Maya MacGuineas of the Committee for a Responsible Federal Budget writes about two social security reform plans – one of which is mine, published by the American Enterprise Institute – that would reduce poverty in old age.
Recent conversations about Social Security have evolved from how best to make the program solvent to whether benefits should be expanded for all future seniors. U.S. median senior income is among the highest in the world, while economic security for many families and public investment are falling behind. Given that, and with Social Security on the brink of insolvency, increasing benefits for middle- and high-income seniors would not be at the top of many people’s lists.
There are, however, ways to reduce senior poverty without broad-based benefit expansions. Two recent Social Security proposals-–one from experts at the American Enterprise Institute; the other from the Commission on Retirement Security and Personal Savings at the Bipartisan Policy Center-–suggest doing just that.

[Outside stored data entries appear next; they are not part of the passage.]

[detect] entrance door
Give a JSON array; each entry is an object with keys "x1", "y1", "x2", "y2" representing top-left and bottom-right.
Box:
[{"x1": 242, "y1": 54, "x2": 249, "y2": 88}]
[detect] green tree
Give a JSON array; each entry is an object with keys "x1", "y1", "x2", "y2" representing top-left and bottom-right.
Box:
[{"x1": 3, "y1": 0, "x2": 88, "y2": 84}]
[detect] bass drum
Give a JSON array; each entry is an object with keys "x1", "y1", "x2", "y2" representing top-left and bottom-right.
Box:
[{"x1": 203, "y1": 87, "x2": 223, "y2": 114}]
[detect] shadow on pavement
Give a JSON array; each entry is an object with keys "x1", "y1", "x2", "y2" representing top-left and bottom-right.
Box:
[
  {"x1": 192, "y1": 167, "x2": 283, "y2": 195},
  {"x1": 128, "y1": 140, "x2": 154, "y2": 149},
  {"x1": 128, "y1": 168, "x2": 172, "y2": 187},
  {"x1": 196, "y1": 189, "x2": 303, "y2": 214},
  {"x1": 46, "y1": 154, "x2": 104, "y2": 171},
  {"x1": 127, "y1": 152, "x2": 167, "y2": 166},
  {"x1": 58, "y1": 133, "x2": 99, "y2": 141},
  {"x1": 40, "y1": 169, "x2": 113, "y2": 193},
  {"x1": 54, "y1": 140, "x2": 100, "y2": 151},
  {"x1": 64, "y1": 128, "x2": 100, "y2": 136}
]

These plans are quite different. But both would make Social Security solvent and enhance retirement security for those who depend most on the program while increasing retirement income for the bottom 30% or so of earners and reducing senior poverty. The Bipartisan Policy Center plan would reduce senior poverty by about a third; the AEI plan would virtually eliminate senior poverty. Both would do so without relying on massive and politically unviable tax increases that would crowd out revenue for other national priorities.